DMCI puts community voice first. Our Community Impact Workflow has been developed from the best practices of the Collective Impact Framework but also the best practices of community organizing. Starting with the community voice in mind, we seek leaders who have a knack for building relationships, listening to stories, and advocating for their neighbors. We discover shared interests, issues impacting equity, and the desire for action and change through these leaders. After identifying this, we start the Collective Impact work by fortifying the community's voice with data, continuing communication with the leaders, and inviting appropriate organizational partners to brainstorm collaborative action while seeking continuous community feedback along the way. As a result, advocacy, solutions, and change are delivered to the community, by the community and our partners.
Project Information
Community Navigator Program
Community Talks
The community is the primary partner and director of this work and the resulting reports. To provide the best platform for elevating the community's voice, DMCI hired eight leaders from within the community. Each Community Navigator is connected to the community in various ways and recognized as leaders within their circles. They organized Community Talks throughout the communities directly adjacent to the former golf club regarding the Park Hill Golf Course Area Visioning Process and Small Area Plan. We structured the Talks to increase equity by providing intentionally smaller and more comfortable settings for residents and community members to participate and be heard. During the city's Visioning Process, the Talks served as a source to glean input and amplify the voices of those in the community that are not typically heard.
1-on-1 Conversations
To provide even more equitable platforms for galvanizing, Community Navigators led 1-on-1 Conversations throughout the community. This engagement method gives community members a chance to voice their opinions, experiences, and desires for the visioning process, regardless of potential aversions to group meeting dynamics or availability to attend.
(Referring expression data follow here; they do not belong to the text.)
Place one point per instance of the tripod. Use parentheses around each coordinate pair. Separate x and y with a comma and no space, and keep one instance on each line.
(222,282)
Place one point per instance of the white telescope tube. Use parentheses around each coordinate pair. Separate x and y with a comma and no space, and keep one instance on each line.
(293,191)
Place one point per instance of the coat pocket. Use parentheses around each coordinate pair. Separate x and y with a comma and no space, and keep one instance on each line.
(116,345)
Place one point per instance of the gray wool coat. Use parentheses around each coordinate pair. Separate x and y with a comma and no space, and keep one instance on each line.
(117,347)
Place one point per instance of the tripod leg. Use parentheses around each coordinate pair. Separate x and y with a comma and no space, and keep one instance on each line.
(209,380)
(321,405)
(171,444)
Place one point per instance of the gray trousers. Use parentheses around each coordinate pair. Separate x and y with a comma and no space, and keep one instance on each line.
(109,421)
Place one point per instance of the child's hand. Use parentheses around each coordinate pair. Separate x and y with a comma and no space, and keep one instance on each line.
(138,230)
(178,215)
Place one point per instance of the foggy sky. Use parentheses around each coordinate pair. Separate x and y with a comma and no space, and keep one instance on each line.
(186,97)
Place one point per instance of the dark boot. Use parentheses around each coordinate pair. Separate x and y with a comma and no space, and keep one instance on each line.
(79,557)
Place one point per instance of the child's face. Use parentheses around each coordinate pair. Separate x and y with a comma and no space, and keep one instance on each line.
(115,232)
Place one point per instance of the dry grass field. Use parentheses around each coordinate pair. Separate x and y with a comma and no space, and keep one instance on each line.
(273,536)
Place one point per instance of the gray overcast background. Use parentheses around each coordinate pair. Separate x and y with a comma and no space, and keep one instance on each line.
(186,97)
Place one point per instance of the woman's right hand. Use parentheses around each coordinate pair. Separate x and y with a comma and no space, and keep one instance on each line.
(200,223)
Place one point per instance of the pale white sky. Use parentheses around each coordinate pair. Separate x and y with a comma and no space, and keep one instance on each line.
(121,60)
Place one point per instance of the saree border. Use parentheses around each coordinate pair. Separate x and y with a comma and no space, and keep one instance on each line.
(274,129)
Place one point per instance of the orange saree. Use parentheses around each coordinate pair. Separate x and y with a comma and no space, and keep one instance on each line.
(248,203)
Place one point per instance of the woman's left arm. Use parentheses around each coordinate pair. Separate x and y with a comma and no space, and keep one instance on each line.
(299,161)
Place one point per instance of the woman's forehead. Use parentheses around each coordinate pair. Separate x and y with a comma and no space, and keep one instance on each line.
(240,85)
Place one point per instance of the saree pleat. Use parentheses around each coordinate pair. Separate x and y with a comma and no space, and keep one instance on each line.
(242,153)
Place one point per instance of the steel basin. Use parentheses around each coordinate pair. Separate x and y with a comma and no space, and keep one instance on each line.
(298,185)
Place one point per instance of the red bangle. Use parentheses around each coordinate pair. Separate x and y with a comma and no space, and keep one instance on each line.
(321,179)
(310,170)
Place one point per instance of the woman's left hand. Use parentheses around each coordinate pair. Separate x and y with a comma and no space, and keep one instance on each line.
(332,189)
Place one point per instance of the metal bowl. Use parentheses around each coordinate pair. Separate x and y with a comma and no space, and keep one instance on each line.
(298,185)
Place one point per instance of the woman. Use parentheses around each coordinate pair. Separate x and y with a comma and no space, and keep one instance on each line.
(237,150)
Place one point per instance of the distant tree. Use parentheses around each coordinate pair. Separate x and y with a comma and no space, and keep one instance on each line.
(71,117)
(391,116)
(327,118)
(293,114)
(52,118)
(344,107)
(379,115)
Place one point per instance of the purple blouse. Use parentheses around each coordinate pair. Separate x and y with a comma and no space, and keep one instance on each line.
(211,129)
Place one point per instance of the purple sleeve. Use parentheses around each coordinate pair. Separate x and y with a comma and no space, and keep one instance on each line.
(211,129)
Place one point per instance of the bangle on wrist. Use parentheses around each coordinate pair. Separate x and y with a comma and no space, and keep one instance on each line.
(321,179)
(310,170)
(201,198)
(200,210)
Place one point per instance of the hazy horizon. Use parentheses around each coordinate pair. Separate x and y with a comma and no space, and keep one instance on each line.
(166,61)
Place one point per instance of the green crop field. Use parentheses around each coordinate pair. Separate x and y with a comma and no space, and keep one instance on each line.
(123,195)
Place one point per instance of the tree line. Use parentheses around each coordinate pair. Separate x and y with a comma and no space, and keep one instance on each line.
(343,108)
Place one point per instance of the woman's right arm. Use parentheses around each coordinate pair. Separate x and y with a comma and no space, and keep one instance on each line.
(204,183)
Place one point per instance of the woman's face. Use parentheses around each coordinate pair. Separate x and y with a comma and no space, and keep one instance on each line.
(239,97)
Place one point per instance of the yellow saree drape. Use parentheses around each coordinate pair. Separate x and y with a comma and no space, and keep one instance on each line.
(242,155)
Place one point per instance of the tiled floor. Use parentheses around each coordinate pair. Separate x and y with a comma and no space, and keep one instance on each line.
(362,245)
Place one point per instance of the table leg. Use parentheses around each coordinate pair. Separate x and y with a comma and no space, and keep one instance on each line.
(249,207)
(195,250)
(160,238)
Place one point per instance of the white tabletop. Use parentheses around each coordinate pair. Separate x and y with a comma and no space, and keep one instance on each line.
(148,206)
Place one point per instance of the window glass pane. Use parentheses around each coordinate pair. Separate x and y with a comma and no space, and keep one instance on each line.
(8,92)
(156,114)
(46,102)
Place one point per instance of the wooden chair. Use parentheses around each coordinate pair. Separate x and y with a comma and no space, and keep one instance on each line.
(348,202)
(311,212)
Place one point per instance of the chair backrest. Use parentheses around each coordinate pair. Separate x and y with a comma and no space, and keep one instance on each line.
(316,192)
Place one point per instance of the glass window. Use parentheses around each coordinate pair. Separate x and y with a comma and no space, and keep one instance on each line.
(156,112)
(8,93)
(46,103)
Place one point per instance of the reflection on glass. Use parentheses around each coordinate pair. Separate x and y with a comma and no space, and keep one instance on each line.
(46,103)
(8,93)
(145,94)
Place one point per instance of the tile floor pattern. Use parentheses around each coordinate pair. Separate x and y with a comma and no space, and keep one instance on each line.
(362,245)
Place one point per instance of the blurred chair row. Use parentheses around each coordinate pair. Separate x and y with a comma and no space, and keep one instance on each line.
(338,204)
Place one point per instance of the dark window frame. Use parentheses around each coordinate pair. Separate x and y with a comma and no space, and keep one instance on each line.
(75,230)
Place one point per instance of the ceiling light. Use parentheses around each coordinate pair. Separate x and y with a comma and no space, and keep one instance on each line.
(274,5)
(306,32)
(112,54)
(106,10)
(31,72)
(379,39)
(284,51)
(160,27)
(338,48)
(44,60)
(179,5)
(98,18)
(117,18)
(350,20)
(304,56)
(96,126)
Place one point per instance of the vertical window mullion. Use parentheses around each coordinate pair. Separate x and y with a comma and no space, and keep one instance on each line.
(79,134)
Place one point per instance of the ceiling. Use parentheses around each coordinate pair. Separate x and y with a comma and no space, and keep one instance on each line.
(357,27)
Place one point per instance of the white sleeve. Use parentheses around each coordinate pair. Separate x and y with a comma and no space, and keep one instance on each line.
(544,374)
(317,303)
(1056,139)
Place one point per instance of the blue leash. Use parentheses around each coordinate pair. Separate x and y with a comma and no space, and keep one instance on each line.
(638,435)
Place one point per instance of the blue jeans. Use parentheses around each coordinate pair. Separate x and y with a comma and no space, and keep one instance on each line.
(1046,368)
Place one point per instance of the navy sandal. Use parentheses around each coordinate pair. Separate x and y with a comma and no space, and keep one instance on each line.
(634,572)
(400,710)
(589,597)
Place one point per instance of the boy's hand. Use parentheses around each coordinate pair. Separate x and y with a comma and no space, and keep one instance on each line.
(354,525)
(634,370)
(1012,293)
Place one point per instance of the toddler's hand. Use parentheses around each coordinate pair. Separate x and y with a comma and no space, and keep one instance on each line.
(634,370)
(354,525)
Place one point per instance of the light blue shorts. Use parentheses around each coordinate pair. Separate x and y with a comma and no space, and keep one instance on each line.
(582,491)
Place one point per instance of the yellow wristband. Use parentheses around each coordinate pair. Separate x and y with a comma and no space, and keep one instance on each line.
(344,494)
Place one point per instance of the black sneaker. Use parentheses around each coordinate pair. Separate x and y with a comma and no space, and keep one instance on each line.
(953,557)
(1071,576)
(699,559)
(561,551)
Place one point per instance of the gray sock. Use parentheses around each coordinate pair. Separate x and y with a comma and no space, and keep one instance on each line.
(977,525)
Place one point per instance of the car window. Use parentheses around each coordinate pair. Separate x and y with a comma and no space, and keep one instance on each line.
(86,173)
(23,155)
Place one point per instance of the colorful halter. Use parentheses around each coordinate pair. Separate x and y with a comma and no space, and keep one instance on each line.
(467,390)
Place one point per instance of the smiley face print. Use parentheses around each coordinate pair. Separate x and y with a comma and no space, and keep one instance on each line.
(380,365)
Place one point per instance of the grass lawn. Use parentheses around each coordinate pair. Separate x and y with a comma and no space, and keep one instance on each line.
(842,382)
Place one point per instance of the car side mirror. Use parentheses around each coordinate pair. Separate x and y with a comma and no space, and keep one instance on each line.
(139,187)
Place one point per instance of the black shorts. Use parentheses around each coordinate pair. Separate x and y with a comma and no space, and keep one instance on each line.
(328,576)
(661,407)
Data Processing & Administration
To support the work of the Community Navigators, Denver Metro Community Impact (DMCI) handled the data input synthesis, analysis, and reporting. DMCI also served as an administrative and community engagement strategy consultant for the visioning process.
Overarching Goals of Visioning Process
Promote participation from underrepresented and marginalized neighbors of the former Park Hill Golf Club, including but not limited to African-Americans, Latinx, seniors, youth, and renters.
Data Methodology
Thematic analysis looks at patterns of meaning in a data set – for example, a set of interviews or focus group transcripts. In the case of this project, the sources of the data sets are the Community Talks and the 1-on-1 Conversations that the Community Navigators conducted. A thematic analysis takes bodies of data and groups them according to similarities/themes. The themes help us make sense of the community's experiences, desires, concerns, rejections, and sentiments regarding the Visioning Process.
Step 1: Audio Transcription/ Note Taking
In this step, DMCI gets familiar with the data, reading through notes provided by Community Navigators and analyzing and transcribing meeting recordings.
Step 2: Coding
After collecting the notes and transcripts, we begin to "Code" the data, which involves highlighting and relating phrases and sentences with shorthand labels that group similarities.
Step 3: Generating, Reviewing & Naming Themes
After coding, themes emerge from the data in the form of specific topics quoted multiple times. These themes are then reviewed across our team and named to identify the shared perspectives of community members.